Crider et al interviewed all the participants up to 24 months after delivery to obtain their exposure history to penicillins, erythromycins, nitrofurantoin, sulfonamides, cephalosporins, quinolones, tetracyclines, other miscellaneous beta-lactams, aminoglycosides, antimycobacterial agents, and other antibiotics. (Exposure to antivirals, antifungals, and antiparasitic agents was not addressed.) Women who didn’t know whether they had been exposed to these agents or could not remember the timing of exposure were excluded.
Overall, antibacterial use ranged from 2% to 5.8%, and peaked in the third month of pregnancy. Penicillins were the most commonly used antibiotics. Odds ratios obtained for birth defects were adjusted for confounders such as maternal age, race, education level, prepregnancy body mass index, time from estimated date of delivery to the interview, use of folic acid or multivitamins from 1 month prior to pregnancy through the first month, and periconceptional smoking and/or alcohol use.

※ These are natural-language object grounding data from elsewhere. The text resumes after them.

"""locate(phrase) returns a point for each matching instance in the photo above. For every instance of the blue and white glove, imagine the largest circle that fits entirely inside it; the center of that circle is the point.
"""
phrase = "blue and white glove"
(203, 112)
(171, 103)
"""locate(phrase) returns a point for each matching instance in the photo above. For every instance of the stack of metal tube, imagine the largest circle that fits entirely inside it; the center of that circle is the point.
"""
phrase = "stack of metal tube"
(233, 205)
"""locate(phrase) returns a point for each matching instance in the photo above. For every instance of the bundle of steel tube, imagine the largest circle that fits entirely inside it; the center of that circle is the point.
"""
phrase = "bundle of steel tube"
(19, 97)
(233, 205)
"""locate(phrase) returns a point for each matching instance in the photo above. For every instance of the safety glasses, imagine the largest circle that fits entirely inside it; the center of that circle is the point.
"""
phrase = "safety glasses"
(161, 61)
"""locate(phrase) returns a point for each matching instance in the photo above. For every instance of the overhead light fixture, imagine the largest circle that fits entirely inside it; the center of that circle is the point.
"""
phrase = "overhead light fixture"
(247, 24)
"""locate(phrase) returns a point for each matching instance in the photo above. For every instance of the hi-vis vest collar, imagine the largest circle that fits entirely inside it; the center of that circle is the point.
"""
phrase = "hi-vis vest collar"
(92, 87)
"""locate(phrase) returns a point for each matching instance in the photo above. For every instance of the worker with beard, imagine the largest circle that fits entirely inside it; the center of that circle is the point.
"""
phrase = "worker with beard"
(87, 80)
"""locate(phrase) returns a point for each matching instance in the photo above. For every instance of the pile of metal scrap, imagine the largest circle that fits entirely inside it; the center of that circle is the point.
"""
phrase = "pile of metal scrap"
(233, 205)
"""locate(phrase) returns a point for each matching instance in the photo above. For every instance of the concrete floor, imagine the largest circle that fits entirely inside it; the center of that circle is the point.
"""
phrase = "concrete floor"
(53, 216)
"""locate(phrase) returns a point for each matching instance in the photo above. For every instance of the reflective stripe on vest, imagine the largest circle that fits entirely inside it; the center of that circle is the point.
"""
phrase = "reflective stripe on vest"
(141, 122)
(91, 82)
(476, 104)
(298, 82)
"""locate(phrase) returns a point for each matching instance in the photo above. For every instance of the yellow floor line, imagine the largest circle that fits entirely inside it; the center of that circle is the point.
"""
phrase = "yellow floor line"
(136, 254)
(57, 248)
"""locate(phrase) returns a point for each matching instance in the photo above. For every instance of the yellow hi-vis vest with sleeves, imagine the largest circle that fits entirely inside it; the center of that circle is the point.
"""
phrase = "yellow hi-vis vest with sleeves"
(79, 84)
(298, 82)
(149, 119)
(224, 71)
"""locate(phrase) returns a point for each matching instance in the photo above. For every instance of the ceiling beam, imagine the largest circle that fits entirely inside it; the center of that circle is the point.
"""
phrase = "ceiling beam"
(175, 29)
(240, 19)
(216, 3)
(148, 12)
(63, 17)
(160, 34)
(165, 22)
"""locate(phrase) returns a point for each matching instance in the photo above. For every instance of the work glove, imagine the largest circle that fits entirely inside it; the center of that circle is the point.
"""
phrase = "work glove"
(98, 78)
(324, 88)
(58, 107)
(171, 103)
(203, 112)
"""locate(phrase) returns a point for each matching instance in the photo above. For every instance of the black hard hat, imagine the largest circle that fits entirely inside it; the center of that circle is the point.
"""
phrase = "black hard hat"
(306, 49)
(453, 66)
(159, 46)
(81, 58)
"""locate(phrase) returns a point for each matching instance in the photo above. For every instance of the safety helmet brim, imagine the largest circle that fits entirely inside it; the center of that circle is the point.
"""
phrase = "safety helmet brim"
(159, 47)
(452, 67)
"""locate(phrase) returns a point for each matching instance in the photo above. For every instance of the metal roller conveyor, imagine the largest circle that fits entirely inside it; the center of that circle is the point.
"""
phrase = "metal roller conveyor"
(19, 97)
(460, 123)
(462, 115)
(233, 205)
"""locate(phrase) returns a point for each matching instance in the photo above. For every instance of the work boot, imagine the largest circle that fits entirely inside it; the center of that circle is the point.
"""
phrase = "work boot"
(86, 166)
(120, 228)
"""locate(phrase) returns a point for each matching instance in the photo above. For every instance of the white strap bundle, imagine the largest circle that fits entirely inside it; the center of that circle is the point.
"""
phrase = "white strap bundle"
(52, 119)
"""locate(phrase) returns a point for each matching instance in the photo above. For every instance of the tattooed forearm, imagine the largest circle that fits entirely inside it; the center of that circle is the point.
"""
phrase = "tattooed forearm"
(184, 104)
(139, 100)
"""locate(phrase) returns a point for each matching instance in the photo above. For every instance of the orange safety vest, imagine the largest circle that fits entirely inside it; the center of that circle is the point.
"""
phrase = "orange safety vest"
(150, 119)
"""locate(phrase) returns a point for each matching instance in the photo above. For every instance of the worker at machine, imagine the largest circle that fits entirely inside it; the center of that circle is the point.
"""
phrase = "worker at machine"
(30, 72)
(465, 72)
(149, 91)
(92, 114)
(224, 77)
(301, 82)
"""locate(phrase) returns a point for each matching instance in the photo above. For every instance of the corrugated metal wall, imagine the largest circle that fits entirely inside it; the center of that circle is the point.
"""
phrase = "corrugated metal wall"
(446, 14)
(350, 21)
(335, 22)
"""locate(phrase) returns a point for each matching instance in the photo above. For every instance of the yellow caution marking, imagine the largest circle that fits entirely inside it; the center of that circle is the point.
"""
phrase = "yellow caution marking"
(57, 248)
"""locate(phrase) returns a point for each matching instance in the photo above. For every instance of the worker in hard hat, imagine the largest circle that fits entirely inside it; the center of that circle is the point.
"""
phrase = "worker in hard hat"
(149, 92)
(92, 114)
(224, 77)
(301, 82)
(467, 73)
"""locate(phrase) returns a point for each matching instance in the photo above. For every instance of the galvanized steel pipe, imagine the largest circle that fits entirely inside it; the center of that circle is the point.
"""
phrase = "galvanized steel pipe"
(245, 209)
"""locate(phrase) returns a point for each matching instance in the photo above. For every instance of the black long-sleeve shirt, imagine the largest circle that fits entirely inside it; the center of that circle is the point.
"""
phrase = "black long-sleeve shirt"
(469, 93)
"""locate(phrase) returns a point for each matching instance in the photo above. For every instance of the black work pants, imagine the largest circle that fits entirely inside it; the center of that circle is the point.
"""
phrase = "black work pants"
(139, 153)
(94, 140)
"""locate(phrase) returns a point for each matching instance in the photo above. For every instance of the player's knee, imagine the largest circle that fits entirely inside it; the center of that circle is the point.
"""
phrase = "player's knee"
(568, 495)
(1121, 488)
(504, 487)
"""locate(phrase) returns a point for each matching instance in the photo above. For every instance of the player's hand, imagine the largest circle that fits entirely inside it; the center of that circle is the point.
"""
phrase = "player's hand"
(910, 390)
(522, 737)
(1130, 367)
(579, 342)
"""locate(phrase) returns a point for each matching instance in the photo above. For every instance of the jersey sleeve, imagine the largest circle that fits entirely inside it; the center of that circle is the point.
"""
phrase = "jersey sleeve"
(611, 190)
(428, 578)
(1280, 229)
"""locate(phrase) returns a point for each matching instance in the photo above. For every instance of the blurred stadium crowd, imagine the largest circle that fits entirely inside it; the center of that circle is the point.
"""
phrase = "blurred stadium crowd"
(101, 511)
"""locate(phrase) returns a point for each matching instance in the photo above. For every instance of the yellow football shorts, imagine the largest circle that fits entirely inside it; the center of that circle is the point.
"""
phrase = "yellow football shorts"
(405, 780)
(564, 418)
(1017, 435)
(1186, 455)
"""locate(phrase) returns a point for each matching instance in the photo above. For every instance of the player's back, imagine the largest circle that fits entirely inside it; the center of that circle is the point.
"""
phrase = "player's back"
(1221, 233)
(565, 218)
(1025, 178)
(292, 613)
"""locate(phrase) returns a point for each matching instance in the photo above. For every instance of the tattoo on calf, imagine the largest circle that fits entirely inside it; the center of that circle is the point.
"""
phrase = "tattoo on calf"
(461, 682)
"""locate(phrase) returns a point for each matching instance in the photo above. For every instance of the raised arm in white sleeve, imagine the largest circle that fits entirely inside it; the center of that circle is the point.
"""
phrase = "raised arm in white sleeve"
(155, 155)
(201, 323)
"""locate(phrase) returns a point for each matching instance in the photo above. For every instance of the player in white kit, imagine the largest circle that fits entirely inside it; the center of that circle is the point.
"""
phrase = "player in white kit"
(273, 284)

Nitrofurantoin was associated with anophthalmia or microphthalmos (adjusted odds ratio [AOR]=3.7; 95% confidence interval [CI], 1.1-12.2), hypoplastic left heart syndrome (AOR=4.2; 95% CI, 1.9-9.1), atrial septal defects (AOR=1.9; 95% CI, 1.1-3.4), and cleft lip with cleft palate (AOR=2.1; 95% CI, 1.2-3.9).
Sulfonamides were associated with anencephaly (AOR=3.4; 95% CI, 1.3-8.8), hypoplastic left heart syndrome (AOR=3.2; 95% CI, 1.3-7.6), coarctation of the aorta (AOR=2.7; 95% CI, 1.3-5.6), choanal atresia (AOR=8.0; 95% CI, 2.7-23.5), transverse limb deficiency (AOR=2.5; 95% CI, 1.0-5.9), and diaphragmatic hernia (AOR=2.4; 95% CI, 1.1-5.4).
Some links between other antibiotics and birth defects were also found. For example, erythromycins were associated with anencephaly and transverse limb deficiency, penicillins with intercalary limb deficiency, and cephalosporins with atrial septal defects. The authors noted, however, that these agents, which are commonly prescribed for pregnant women, were not associated with many birth defects—and that because of limited sample sizes for these drug classes, the associations may be spurious.